Academic success requires academic values and skills; business success requires business values and skills.
Of course, if you want to create a technologically revolutionary business, you'll need both.
#3. This is so truth. People have no idea what they talking about when they say "we are a family". Forget this whole family crap! Hire skilled and talented people. Let them do their job. Give them freedom and don't stand in their way. Employees barely know what a friendship is, let alone a family.
A trend that I would like to see more startups buck is the use of the independent contractor model. While I believe startups like Uber and Lyft could not achieve the scale that they have w.o this model, there are smaller startups & markets where I believe the increase in value to customer service can really differentiate a product.
Studies have shown that customer service, ability to execute & perform, and general quality of service correlate with whether or not the employee is an IC/temp or not. I've wondered if any startups have gone the opposite direction and hired folks FT/PT for roles that otherwise would seem to be filled by ICs.
I thought the definition of 'startup' is a company aiming for massive growth. If not you are a regular business.

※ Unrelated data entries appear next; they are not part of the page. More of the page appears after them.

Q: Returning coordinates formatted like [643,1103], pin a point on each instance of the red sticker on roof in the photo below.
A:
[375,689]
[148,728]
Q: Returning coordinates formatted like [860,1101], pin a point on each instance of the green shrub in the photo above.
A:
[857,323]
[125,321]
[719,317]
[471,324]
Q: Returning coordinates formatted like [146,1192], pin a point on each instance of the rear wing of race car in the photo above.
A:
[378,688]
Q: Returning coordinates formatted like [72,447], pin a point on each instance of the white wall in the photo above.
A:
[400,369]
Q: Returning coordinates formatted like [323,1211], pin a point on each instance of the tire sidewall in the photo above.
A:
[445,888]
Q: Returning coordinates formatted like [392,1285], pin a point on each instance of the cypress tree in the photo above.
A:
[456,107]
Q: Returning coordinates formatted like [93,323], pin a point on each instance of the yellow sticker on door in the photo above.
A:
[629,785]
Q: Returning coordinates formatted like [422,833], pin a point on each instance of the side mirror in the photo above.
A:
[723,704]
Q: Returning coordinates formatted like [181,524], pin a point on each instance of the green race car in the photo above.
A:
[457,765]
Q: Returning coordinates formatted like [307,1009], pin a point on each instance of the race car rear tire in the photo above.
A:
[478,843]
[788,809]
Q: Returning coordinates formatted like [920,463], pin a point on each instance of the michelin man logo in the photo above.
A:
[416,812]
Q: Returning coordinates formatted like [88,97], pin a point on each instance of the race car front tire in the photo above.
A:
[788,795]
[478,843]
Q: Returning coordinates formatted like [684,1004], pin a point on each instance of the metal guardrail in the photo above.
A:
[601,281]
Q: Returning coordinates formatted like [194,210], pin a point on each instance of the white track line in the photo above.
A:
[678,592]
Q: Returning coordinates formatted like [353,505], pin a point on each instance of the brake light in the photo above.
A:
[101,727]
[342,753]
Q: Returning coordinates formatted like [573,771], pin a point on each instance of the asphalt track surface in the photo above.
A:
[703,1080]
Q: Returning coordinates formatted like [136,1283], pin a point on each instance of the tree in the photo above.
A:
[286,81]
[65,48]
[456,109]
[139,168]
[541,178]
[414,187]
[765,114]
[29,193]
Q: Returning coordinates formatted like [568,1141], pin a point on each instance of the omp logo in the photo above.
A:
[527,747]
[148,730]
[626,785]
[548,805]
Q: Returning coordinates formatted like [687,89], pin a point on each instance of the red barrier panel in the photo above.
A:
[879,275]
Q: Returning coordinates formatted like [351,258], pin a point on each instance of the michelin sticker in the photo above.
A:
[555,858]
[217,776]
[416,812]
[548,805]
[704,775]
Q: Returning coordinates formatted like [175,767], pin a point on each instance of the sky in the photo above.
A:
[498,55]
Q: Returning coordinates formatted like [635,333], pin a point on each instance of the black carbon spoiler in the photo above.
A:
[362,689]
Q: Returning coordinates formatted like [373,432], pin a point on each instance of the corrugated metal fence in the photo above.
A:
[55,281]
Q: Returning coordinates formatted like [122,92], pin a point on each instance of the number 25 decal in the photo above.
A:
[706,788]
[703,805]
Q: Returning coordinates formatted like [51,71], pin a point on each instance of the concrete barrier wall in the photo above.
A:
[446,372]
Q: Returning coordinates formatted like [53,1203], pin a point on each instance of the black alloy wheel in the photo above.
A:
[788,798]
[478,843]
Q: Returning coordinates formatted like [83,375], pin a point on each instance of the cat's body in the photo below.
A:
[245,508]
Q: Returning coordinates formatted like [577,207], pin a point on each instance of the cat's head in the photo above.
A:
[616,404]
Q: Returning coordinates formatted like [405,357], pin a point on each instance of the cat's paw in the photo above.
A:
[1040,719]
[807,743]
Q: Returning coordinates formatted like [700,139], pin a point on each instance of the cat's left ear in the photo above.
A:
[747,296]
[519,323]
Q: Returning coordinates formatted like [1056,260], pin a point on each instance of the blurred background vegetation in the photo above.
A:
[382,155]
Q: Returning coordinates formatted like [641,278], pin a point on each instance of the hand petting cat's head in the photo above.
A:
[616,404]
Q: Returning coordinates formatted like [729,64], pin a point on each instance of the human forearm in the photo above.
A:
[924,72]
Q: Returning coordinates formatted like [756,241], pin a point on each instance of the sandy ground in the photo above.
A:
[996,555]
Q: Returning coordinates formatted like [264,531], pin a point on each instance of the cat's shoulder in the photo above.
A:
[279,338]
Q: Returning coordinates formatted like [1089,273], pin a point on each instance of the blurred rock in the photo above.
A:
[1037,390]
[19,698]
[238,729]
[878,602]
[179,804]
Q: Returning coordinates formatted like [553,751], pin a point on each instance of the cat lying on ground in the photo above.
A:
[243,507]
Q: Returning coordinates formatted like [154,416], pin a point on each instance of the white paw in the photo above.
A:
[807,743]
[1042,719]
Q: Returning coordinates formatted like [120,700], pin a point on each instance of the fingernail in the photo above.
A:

So maybe the message is "You don't have to be a startup"
Negative trend 6: adopting a trendy, complex web stack before you absolutely have to when a simple one would get you to market faster
>Negative trend 3: “Our startup is like a family”
No, just no. I disagree with this. I’m just a lowly employee and I spend 1/3rd of my life with the office.
I want that office to be my family when I’m spending so much of my life there.
How does fast.ai make money?
Avoid trends in general, unless they make sense.
Well, that's what an AI told me to do.